We may also use your Personal Information for related purposes which you would reasonably expect, such as providing you with details about other services offered by us, as well as any promotions or offers that may be of interest to you. You can opt out of receiving offers or information at any time by notifying us. Opt out procedures are also included on all of our marketing and promotional communications.

In some cases we may disclose your Personal Information to third parties, such as contractors who assist us to provide you with our products and services. We will ensure that third parties to whom we disclose, are bound by confidentiality and non-disclosure agreements, if they are not otherwise required to adhere to the Privacy Act.

We may also disclose your Personal Information where we have sought your consent or in accordance with the Privacy Act or any other legislation. Otherwise, we may also disclose your Personal Information to third parties (including government departments and enforcement bodies) where required or permitted by law.

If we use a third party source to obtain Personal Information about you for the purpose of direct marketing to you, you may request that we disclose the source of that information. We will respond to any request made under this clause within a reasonable period and at no cost to you.

Destruction and de-identification

MyST Software will retain your Personal Information whilst it is required for any of our business functions, or for any other lawful purpose.

We will take reasonable steps and use secure methods to destroy or de-identify Personal Information that is no longer required for any purpose for which the Personal Information may be used under this Privacy Policy in accordance with the Privacy Act.
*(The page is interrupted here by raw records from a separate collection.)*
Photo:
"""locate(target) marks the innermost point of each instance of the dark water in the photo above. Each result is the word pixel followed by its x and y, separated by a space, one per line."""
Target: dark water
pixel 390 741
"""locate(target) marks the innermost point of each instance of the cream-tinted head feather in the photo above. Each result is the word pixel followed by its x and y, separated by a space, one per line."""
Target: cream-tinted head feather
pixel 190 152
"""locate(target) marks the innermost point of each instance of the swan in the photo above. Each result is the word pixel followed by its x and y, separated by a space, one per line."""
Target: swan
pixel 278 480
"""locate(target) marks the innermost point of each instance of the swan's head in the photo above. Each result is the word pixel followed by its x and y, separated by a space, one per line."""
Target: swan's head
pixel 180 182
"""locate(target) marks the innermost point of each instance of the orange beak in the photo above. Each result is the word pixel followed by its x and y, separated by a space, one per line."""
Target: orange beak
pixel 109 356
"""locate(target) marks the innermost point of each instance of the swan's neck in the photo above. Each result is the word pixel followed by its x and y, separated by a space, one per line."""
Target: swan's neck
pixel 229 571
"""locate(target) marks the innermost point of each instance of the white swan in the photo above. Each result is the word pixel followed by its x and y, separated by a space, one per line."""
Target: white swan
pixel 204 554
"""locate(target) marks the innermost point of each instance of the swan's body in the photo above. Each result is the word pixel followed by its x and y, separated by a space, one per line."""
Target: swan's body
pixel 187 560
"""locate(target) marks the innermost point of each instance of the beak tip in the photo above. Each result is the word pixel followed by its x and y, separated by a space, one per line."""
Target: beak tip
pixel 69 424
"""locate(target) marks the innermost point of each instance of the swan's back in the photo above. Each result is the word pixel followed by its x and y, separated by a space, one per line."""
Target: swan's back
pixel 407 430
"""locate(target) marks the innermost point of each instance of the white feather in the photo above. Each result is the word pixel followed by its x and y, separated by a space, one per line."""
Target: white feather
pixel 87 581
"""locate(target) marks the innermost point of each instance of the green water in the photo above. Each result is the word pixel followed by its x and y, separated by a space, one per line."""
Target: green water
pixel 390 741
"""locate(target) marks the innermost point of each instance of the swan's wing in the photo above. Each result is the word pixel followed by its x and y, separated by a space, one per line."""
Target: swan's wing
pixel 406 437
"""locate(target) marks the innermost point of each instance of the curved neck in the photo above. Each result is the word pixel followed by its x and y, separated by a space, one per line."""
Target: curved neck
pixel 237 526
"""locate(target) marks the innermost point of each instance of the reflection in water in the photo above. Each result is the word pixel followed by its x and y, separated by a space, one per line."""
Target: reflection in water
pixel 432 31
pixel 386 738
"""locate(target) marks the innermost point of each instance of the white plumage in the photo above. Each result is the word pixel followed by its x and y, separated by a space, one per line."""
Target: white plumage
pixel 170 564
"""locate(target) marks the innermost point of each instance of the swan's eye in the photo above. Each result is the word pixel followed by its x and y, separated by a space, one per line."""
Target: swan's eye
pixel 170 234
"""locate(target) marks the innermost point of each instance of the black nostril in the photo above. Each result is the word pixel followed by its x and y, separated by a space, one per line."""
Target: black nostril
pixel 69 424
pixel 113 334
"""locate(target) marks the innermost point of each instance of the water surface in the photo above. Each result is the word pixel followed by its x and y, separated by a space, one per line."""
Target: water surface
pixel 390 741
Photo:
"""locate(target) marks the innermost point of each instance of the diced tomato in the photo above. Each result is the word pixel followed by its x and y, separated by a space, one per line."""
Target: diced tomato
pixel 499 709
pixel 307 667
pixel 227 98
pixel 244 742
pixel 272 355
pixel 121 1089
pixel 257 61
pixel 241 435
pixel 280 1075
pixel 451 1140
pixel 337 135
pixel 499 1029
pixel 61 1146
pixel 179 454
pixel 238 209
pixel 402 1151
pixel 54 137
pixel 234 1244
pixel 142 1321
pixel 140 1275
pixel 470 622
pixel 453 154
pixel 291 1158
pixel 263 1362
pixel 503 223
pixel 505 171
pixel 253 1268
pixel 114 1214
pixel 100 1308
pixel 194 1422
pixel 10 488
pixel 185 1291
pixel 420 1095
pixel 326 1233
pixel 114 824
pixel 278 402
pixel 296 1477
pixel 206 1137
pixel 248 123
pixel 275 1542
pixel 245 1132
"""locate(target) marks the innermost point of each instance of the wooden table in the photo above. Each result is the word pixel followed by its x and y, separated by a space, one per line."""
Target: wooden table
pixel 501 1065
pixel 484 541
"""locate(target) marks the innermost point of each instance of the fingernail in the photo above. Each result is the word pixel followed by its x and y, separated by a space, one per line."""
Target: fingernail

Disclosure of Personal Information Overseas

MyST Software works closely with its offices located in the United States of America and India. In the course of doing business with you, we may disclose some of your Personal Information to these overseas entities associated with us. However, we will only do so where:

  • we have a group company assisting us with our business activities and functions;
  • we have a supplier assisting us with providing assistance with our business activities and functions. We often have no control over where these suppliers hold or process their data and it is impractical for us to be able to advise you of the countries where the Personal Information may be held or processed;
  • our website, or any hosting service we use to support our managed services, software or software as a service, is hosted by us or a third party, and the hosting facilities and/or the back-up/disaster recovery sites are located overseas. We have no control over where these third party providers host the website and it is impractical for us to be able to advise you of the countries where the Personal Information may be held or processed;
  • a third party application is being used in connection with our interactions with you, e.g. when we use email or Skype the third party providers of the relevant application have their applications hosted overseas. We have no control over where these third party providers host their applications and it is impractical for us to be able to advise you of the countries where the Personal Information may be held or processed; and
  • you have provided consent; or
  • we believe on reasonable grounds that the overseas recipient is required to deal with your Personal Information by enforceable laws which are similar to the requirements under the Privacy Act; or
  • it is otherwise permitted by law.
Data Breaches

In Australia, if we suspect that a data breach has occurred, we will undertake an assessment into the circumstances of the suspected breach within 30 days after the suspected breach has occurred.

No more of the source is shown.